Besides Kore-eda, Iranian auteur Jafar Panahi (along with co-screenwriter Nader Saeivar) figured on the Cannes 2018 winners list with "Se Rokh" (3 Faces), which shared the Best Screenplay prize with Italian director Alice Rohrwacher's "Lazzaro Felice" (Happy as Lazzaro). Lazzaro, one of three women directors in the fray, joined Labaki among this year's winners. The only woman who missed out was Eva Husson, whose "Girls of the Sun", was panned by the critics.

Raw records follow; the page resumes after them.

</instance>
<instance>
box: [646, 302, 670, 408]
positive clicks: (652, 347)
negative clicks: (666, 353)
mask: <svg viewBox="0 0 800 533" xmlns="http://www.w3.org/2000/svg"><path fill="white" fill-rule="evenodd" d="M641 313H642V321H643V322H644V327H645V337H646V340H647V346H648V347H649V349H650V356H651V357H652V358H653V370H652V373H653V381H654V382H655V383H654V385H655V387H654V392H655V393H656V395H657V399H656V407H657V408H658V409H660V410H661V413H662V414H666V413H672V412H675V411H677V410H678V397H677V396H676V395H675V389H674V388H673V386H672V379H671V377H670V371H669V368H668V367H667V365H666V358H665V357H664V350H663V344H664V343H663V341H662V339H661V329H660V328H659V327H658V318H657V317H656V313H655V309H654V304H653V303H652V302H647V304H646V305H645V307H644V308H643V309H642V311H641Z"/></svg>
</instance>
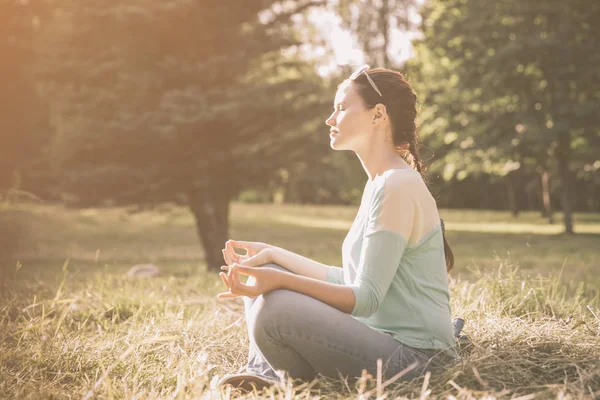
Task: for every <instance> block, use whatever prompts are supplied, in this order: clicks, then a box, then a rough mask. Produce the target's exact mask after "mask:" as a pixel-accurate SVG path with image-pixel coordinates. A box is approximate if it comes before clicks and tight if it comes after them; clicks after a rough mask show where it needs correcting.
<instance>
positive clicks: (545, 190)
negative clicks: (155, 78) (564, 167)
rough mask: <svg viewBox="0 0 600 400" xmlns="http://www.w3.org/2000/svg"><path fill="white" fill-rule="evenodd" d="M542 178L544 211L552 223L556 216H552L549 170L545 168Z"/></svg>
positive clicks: (542, 191)
mask: <svg viewBox="0 0 600 400" xmlns="http://www.w3.org/2000/svg"><path fill="white" fill-rule="evenodd" d="M541 178H542V213H543V215H544V217H545V218H548V223H549V224H550V225H552V224H553V223H554V217H553V216H552V204H550V184H549V180H550V176H549V174H548V171H546V170H545V169H544V170H542V173H541Z"/></svg>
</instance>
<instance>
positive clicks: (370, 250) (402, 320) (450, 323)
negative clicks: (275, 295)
mask: <svg viewBox="0 0 600 400" xmlns="http://www.w3.org/2000/svg"><path fill="white" fill-rule="evenodd" d="M342 262H343V266H342V268H337V267H330V268H329V271H328V275H327V280H328V281H329V282H332V283H337V284H344V285H348V286H350V287H351V288H352V290H353V291H354V296H355V299H356V303H355V306H354V309H353V310H352V312H351V315H352V316H353V317H354V318H356V319H357V320H359V321H361V322H363V323H365V324H366V325H368V326H370V327H371V328H373V329H376V330H380V331H384V332H388V333H390V334H391V335H392V337H393V338H394V339H396V340H398V341H399V342H401V343H404V344H407V345H409V346H412V347H416V348H423V349H440V350H442V349H443V350H445V351H446V352H447V353H449V354H451V355H453V356H455V355H456V352H455V348H454V345H455V339H454V336H453V332H452V320H451V313H450V304H449V300H450V299H449V292H448V276H447V272H446V261H445V256H444V244H443V237H442V231H441V225H440V217H439V214H438V211H437V205H436V203H435V199H434V198H433V196H432V195H431V193H430V192H429V189H428V188H427V186H426V185H425V182H424V181H423V179H422V177H421V175H420V174H419V173H418V172H417V171H416V170H413V169H391V170H388V171H385V172H384V173H383V174H382V175H379V176H377V177H375V179H374V180H373V181H367V183H366V185H365V189H364V192H363V197H362V200H361V205H360V208H359V211H358V213H357V215H356V218H355V219H354V222H353V223H352V226H351V228H350V230H349V232H348V234H347V236H346V238H345V239H344V243H343V245H342Z"/></svg>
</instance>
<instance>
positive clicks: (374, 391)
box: [0, 203, 600, 399]
mask: <svg viewBox="0 0 600 400" xmlns="http://www.w3.org/2000/svg"><path fill="white" fill-rule="evenodd" d="M355 213H356V208H355V207H338V206H287V205H281V206H270V205H261V204H255V205H248V204H238V203H236V204H233V208H232V215H231V223H232V226H231V235H230V236H231V238H234V239H241V240H256V241H264V242H267V243H271V244H275V245H278V246H282V247H285V248H287V249H289V250H292V251H295V252H298V253H300V254H302V255H305V256H307V257H311V258H314V259H316V260H318V261H321V262H324V263H328V264H331V265H340V264H341V254H340V250H341V243H342V241H343V239H344V237H345V234H346V232H347V229H348V228H349V226H350V223H351V222H352V220H353V218H354V215H355ZM441 215H442V216H443V217H444V218H445V220H446V222H447V228H448V240H449V241H450V243H451V246H452V247H453V249H454V253H455V257H456V267H455V268H456V270H454V271H453V273H452V274H451V295H452V310H453V313H454V314H455V315H460V316H462V317H463V318H465V319H466V321H467V324H466V326H465V330H464V331H465V333H466V334H467V335H468V336H469V338H470V340H471V342H470V343H468V344H464V345H462V347H461V350H460V352H461V354H462V356H463V361H462V362H461V363H460V364H458V365H455V366H453V367H452V368H450V369H449V370H447V371H446V372H444V373H442V374H438V375H431V376H429V377H427V378H423V377H421V378H418V379H415V380H413V381H411V382H408V383H402V384H400V383H399V382H393V383H391V384H390V385H389V386H386V387H385V388H381V387H380V388H379V390H380V391H381V392H384V393H385V394H386V396H387V398H397V397H399V398H420V397H421V396H422V397H429V398H452V397H454V398H461V399H462V398H464V399H467V398H486V397H487V398H491V397H489V396H494V397H495V398H515V397H519V396H525V397H524V398H567V397H570V398H594V397H595V396H600V361H599V360H600V300H599V292H598V288H599V287H600V285H599V283H600V281H599V278H598V275H599V274H598V272H597V271H598V266H599V265H600V260H599V254H598V250H597V249H598V245H600V218H599V216H598V215H597V214H588V215H586V214H577V215H576V219H575V221H576V231H578V232H586V233H580V234H577V235H563V234H560V233H552V232H550V231H549V229H550V228H548V225H546V224H545V223H544V221H543V220H541V218H539V216H538V215H537V214H534V213H525V214H523V215H521V216H520V217H519V218H518V219H513V218H512V217H510V215H509V214H508V213H505V212H488V211H486V212H482V211H462V210H460V211H458V210H442V211H441ZM0 223H2V226H3V227H10V232H9V233H13V234H14V235H13V236H12V238H13V239H14V240H13V241H12V242H11V243H12V247H11V248H10V250H11V253H12V256H11V258H10V259H7V257H5V261H3V263H2V267H1V270H0V272H1V273H2V274H1V278H0V393H2V397H4V398H19V399H25V398H57V399H60V398H137V399H141V398H205V397H206V398H209V397H216V398H218V397H220V396H223V397H228V396H229V395H231V396H233V393H228V392H227V391H226V390H224V389H221V388H217V387H215V383H216V379H218V377H220V376H222V375H223V374H225V373H231V372H235V371H236V370H238V369H239V368H240V367H241V366H243V365H244V364H245V362H246V361H247V360H246V357H247V352H248V342H247V334H246V330H245V322H244V319H243V315H244V314H243V304H242V301H241V300H240V299H237V300H229V301H227V300H217V299H216V294H217V293H219V292H220V291H221V290H222V282H221V281H220V279H219V278H218V276H217V274H216V273H207V272H206V267H205V265H204V263H203V260H202V250H201V248H200V244H199V241H198V239H197V237H196V233H195V227H194V225H193V219H192V217H191V215H190V213H189V211H188V210H186V209H185V208H181V207H175V206H168V205H167V206H164V207H162V208H161V209H159V210H154V211H143V212H136V211H135V210H134V209H131V208H111V209H87V210H69V209H65V208H63V207H60V206H51V205H43V206H35V207H30V206H18V207H11V208H8V209H6V208H5V209H4V210H2V211H0ZM466 227H468V229H467V228H466ZM552 229H554V228H552ZM2 234H3V235H6V233H5V231H3V233H2ZM7 242H8V241H7ZM146 262H153V263H155V264H157V265H158V266H159V268H160V269H161V275H160V276H159V277H156V278H151V279H131V278H128V277H126V276H125V275H124V272H125V271H127V269H128V268H130V267H131V266H132V265H133V264H135V263H146ZM367 392H369V394H371V395H372V397H375V396H376V395H377V393H378V387H377V379H376V377H367V378H366V379H365V380H364V381H363V382H361V384H358V385H356V386H355V387H352V386H350V385H345V384H344V382H327V383H323V384H322V385H321V386H320V387H319V388H317V387H312V388H307V387H304V388H302V387H294V386H293V385H288V386H281V387H279V388H278V387H273V388H271V389H269V390H267V391H265V392H264V393H262V394H261V395H256V396H254V395H249V397H270V396H272V397H276V398H289V397H294V396H298V397H302V398H305V397H306V396H308V395H310V396H317V397H319V398H321V397H322V398H350V397H352V398H356V397H358V396H359V394H360V393H363V394H365V393H367ZM451 396H452V397H451ZM365 397H366V396H365Z"/></svg>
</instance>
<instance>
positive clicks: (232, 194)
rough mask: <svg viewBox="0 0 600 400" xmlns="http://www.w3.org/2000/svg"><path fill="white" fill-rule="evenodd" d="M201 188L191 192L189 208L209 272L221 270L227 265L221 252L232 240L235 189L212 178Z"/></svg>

In the sidebar, Un Certain Regard section, where Iranian-born Danish filmmaker Ali Abbasi won the top prize for "Grans" (Border), a multi-layered, angst-filled identity drama served up with a liberal dose of Nordic mythology, Morocco's Meryem Benm'Barek bagged the best screenplay award for "Sofia", a film that, with empathy and courage, addresses the sensitive theme of pregnancy out of wedlock in her conservative country.
Nandita Das' "Manto", which was the only Indian film to make it to the Un Certain Regard section, did not manage to bring any trophy home.
The acting honours went to Italian Marcello Fonte for his deeply affecting performance as the tragically vulnerable dog-washer in a small town in Matteo Garrone's "Dogman" and Kazakhstan's Samal Yeslyamova for her performance as an illegal immigrant who abandons her newborn child in a cold, forbidding Moscow in Sergey Dvortsevoy's "Ayka".
Jury president Cate Blanchett announced a Special Palme d'Or to 88-year-old Jean-Luc Godard's "The Image Book". The French New Wave pioneer was absent he has never attended the festival since 2004 and the film's producers accepted the honour on his behalf.